Comments /2184 Views / Thursday, 22 March 2012 01:53
The Central Bank yesterday was emphatic that much needed dollars are coming to Sri Lanka and the foreign exchange market, reassuring that stability was on course.
In an apparent reaction to widespread criticism including that of UNP MP Dr. Harsha de Silva’s claim that the robust inflows projected under the Central Bank’s 2012 and beyond roadmap presented early this year, the monetary authority said foreign currency inflows have increased substantially in recent weeks.
“As projected in the Central Bank of Sri Lanka Road Map, foreign currency inflows to the country increased substantially in recent weeks. These were from several sources,” the Central Bank said. It said firstly there were significant inflows to the Colombo Stock Exchange, with the net inflows to the CSE so far in 2012 amounting to $ 164 million.
Secondly there were inflows in respect of investments in several commercial banks, amounting to about $ 127 million during this week. Thirdly investments in Sri Lanka Development Bonds (SLDBs) were made to the value of $ 87 million, comfortably exceeding the $ 45 million, that was maturing and was on offer for re-investment.
Fourthly net investments of $ 385 million in Treasury Bills and Bonds were made by foreign investors so far in 2012.

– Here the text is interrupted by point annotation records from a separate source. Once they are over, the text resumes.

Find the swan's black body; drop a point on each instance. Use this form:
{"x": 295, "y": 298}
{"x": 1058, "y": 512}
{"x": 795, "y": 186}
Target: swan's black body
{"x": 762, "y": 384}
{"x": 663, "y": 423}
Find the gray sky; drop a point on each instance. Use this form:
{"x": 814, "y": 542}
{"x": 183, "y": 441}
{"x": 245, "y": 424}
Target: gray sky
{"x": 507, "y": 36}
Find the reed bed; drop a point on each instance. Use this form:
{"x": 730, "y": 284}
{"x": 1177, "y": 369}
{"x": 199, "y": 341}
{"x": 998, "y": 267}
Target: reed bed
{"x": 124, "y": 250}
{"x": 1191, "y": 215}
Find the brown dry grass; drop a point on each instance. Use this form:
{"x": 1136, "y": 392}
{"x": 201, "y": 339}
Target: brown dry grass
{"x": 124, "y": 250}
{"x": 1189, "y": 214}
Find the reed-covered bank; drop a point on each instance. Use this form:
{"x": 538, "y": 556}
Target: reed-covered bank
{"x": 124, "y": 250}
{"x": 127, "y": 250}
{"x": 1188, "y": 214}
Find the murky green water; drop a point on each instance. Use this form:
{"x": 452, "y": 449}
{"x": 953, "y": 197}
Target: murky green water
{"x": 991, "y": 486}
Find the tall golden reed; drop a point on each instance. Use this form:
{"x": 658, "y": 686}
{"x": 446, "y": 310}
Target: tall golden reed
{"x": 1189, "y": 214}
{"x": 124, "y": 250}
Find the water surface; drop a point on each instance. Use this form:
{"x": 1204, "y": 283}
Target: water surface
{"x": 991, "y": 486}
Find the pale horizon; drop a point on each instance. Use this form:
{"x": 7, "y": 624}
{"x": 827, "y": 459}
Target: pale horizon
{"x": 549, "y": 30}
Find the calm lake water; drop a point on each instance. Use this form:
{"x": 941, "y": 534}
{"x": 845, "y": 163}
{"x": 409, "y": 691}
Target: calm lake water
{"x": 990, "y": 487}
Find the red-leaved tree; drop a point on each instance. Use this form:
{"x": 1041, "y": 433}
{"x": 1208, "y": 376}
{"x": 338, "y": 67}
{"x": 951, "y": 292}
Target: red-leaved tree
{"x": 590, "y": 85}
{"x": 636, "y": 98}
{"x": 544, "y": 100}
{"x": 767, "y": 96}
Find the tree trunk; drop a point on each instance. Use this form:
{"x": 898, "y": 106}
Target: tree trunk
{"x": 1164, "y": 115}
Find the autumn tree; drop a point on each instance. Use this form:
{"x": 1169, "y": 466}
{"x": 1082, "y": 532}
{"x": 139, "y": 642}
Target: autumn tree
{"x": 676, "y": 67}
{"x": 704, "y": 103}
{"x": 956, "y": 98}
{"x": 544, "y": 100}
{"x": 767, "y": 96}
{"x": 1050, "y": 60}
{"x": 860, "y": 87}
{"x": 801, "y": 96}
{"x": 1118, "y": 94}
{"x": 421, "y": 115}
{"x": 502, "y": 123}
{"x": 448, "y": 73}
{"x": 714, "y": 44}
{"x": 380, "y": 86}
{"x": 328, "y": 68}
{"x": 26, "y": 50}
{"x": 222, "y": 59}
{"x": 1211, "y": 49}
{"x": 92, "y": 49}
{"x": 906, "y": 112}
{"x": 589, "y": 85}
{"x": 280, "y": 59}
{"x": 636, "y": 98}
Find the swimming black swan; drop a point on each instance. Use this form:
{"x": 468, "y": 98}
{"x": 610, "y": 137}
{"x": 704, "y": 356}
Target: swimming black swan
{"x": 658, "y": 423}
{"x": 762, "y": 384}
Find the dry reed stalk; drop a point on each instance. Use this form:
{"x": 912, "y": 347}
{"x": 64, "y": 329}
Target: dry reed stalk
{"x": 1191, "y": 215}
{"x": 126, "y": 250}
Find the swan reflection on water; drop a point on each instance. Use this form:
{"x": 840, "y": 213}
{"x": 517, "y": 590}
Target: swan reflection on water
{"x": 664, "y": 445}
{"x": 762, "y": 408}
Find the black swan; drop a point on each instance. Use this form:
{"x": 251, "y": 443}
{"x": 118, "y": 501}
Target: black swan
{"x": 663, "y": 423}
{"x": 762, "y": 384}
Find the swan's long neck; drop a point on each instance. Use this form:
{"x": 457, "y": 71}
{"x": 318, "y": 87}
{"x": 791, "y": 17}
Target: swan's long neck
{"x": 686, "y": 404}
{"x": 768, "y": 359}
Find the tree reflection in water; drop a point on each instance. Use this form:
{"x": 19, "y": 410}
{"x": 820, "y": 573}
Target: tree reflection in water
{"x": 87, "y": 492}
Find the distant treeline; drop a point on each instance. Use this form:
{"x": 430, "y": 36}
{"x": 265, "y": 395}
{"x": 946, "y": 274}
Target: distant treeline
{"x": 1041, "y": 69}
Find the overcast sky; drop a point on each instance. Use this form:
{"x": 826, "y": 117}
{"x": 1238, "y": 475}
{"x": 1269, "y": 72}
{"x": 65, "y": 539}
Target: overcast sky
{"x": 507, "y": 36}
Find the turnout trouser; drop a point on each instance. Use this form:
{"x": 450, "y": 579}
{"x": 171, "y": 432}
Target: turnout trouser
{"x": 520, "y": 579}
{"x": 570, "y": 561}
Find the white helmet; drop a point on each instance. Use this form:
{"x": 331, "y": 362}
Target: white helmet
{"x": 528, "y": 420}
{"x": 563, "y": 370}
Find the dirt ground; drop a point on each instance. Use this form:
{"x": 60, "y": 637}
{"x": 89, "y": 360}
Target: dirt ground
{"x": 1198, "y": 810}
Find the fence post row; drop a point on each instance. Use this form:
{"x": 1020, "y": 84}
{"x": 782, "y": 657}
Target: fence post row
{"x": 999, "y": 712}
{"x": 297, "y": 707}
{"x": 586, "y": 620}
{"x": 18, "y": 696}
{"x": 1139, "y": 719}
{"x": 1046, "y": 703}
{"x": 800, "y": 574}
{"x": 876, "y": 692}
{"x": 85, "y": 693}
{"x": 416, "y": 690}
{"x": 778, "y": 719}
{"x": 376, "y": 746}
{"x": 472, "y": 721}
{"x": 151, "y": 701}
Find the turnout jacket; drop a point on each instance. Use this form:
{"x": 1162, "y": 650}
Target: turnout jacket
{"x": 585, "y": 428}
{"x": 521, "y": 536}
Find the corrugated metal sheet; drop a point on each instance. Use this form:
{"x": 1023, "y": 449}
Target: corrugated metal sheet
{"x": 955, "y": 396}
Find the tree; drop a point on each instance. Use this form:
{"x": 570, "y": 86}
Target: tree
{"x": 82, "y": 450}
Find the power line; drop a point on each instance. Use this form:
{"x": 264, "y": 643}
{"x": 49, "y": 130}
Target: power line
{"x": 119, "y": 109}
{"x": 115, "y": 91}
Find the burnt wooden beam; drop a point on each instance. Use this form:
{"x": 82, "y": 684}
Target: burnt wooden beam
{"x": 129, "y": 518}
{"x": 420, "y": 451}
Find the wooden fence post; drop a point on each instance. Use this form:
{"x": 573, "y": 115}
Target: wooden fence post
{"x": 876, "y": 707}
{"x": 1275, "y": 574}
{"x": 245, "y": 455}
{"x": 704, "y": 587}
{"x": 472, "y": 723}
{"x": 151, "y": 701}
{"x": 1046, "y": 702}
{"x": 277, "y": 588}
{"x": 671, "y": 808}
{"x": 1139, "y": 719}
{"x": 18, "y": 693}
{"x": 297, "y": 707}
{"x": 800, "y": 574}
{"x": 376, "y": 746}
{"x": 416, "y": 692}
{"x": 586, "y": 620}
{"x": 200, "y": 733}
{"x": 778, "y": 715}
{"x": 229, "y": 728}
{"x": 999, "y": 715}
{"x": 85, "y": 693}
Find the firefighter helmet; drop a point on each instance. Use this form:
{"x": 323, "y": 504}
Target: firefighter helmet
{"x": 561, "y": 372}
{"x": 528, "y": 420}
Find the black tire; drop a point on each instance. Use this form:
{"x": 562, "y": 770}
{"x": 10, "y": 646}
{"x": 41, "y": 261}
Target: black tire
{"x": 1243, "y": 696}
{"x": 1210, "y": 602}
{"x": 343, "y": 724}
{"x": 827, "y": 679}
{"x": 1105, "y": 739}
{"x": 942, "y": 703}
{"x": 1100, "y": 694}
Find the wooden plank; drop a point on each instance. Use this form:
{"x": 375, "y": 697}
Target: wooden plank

“A significant part of above inflows was absorbed by the Central Bank, thereby adding to the gross official reserves of the country,” the statement added.
Further the Central Bank also said foreign currency inflows are expected in the next few weeks, which would include inflows as a result of several commercial banks raising funds abroad for their Tier 2 capital, and an initial investment of approximately $ 73 million in a mega hotel project.
“The Central Bank also wishes to indicate that in response to the recent policy measures implemented by the Central Bank and the government, there are clear signs of deceleration in private sector credit growth and import demand,” it said.
“A further moderation is expected once the New Year seasonal demand for imports is over, thereby substantially easing the deficit in the trade account. The increasing foreign currency inflows, and the easing of the import demand as stated above, are expected to stabilise the foreign exchange markets in the coming weeks,” the Central Bank emphasised.
In a statement after the US dollar exchange rate hit an all time high of Rs. 130 on Monday, UNP MP Dr. De Silva said: “We warned on numerous occasions throughout the last year that the policies adopted by the completely politicised Central Bank were detrimental to the sustained progress of the economy. We agreed with other independent economists that a crisis in the external account was brewing and that immediate corrective action had to be taken with interest rates and exchange rate policies to reduce the blow to the people of this country.”
“As a responsible Government, what is required is a frank evaluation of the policies in play and a determination of what has to change. The UNP has never found fault with the professionals at the Central Bank, but only the completely politicised decision making process adopted by the Governor,” Dr. De Silva’s statement urged.